Carol Canabarro
No exato momento em que Alana tirou os olhos da pista para conferir se estava em tempo de pegar o filho no futebol, a notificação piscou no console do carro, encobrindo parte do trajeto que sabia de cor. Um sem fim de pensamentos engarrafaram entre suas orelhas. O que será que ele quer? Há quantos anos não nos falamos? Leio agora ou deixo para depois? Será que consigo deletar sem abrir o aplicativo? Deve ter mandado por engano, mentia para si mesma. A notificação deixava ver só a primeira palavra da mensagem: “Lanlan”. O número era desconhecido, mas só uma pessoa a chamava assim.
Apesar de ser horário de pico, estava no contrafluxo.

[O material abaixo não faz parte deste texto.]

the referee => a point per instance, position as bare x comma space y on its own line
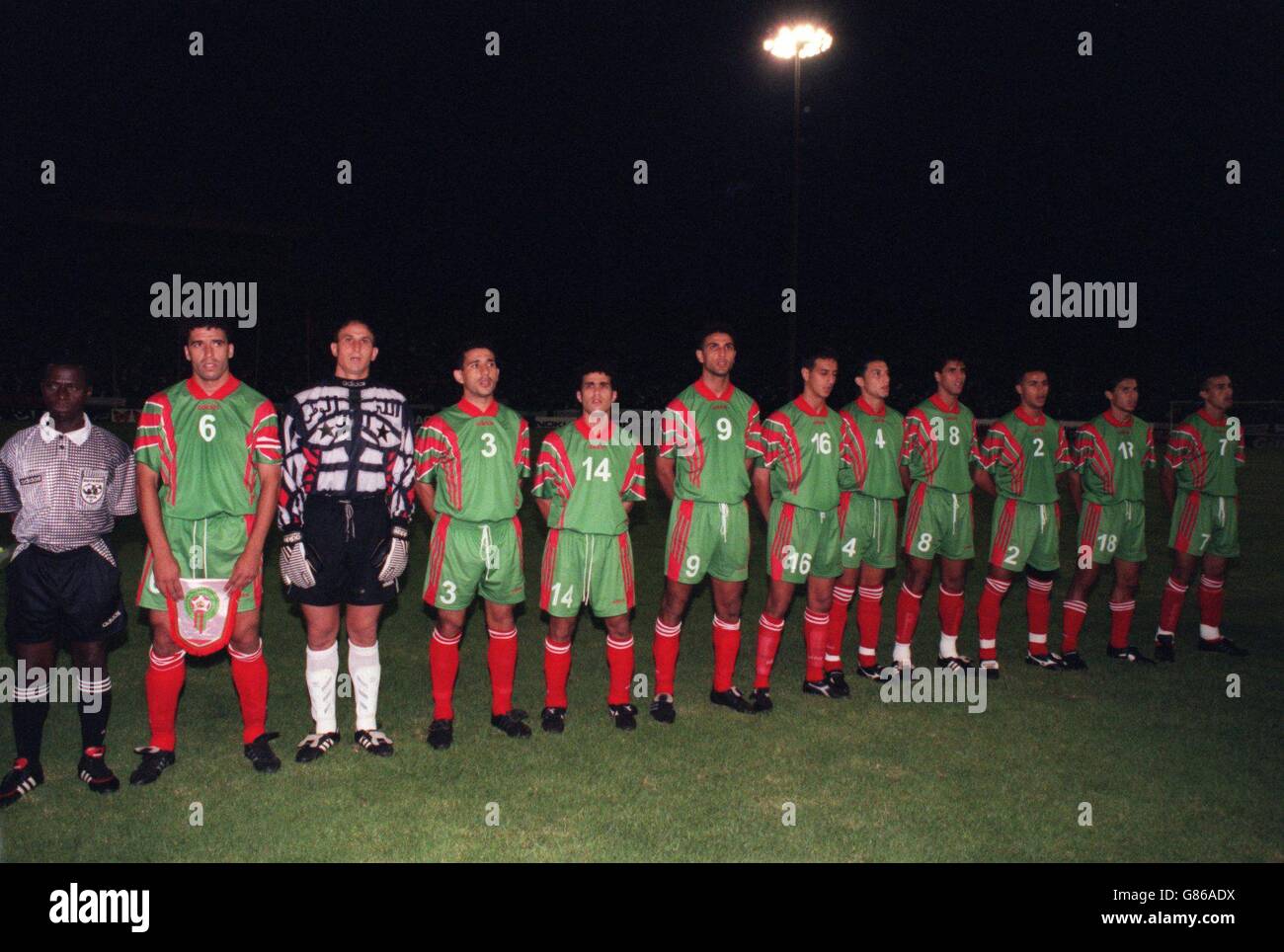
67, 480
345, 513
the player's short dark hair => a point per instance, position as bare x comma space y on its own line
347, 321
714, 327
217, 324
596, 365
863, 363
818, 353
1117, 377
1208, 373
475, 344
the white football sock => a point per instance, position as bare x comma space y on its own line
320, 673
364, 670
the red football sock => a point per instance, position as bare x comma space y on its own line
1121, 622
664, 648
908, 604
726, 648
1073, 614
1169, 607
838, 622
949, 607
501, 657
249, 675
988, 616
868, 620
1039, 613
768, 640
619, 659
165, 680
443, 661
1210, 601
556, 673
816, 630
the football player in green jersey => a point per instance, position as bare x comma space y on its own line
796, 489
867, 518
1198, 480
589, 477
1111, 453
469, 463
935, 461
710, 438
208, 464
1027, 451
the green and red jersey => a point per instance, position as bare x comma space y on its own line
476, 458
1111, 455
205, 446
940, 444
710, 436
803, 449
590, 472
873, 440
1025, 453
1205, 454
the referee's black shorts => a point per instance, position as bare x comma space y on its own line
73, 595
346, 540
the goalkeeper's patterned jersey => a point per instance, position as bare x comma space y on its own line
1206, 455
590, 472
1111, 455
873, 449
1025, 454
710, 436
476, 458
940, 442
205, 446
803, 449
347, 438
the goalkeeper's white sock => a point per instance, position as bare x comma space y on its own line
364, 670
321, 673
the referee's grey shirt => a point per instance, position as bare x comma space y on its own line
65, 488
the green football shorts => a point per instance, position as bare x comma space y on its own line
937, 522
1025, 534
205, 548
706, 539
582, 569
803, 543
1113, 531
867, 531
1205, 525
470, 558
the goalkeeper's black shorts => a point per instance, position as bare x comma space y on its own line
346, 541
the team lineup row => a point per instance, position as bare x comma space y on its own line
346, 467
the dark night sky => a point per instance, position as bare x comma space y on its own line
515, 172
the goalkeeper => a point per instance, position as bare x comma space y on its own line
345, 514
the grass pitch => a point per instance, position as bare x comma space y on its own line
1173, 768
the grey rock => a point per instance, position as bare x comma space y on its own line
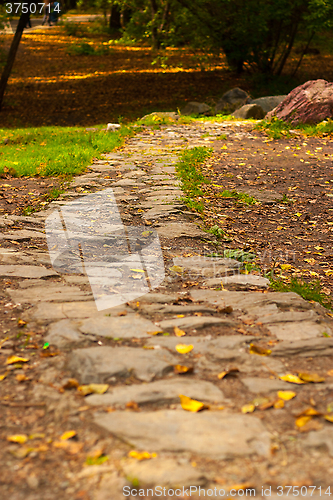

A avenida estava livre para avançar. Não tinha necessidade (nem cabimento) abrir a mensagem enquanto dirigia. Decidiu-se por ler em casa, depois do banho, com o juízo lavado. Tirou o pé do acelerador. Foi atropelada por imagens.
Lembrou do sorriso escrachado que ele dava, empinando o queixo; da mancha de nascença no pescoço em formato de ampulheta e da voz quente com que repetia no labirinto do seu ouvido: essa é a prova de que o tempo para quando estou com você, Lanlan. Olhou-se no espelho retrovisor, sorriu de volta para o que via e, quando percebeu os dentes à mostra, arregalou os olhos e espremeu a boca. A figura do marido bloqueou a visão. Depois de tantos anos, Alana? Reprimiu-se em voz alta.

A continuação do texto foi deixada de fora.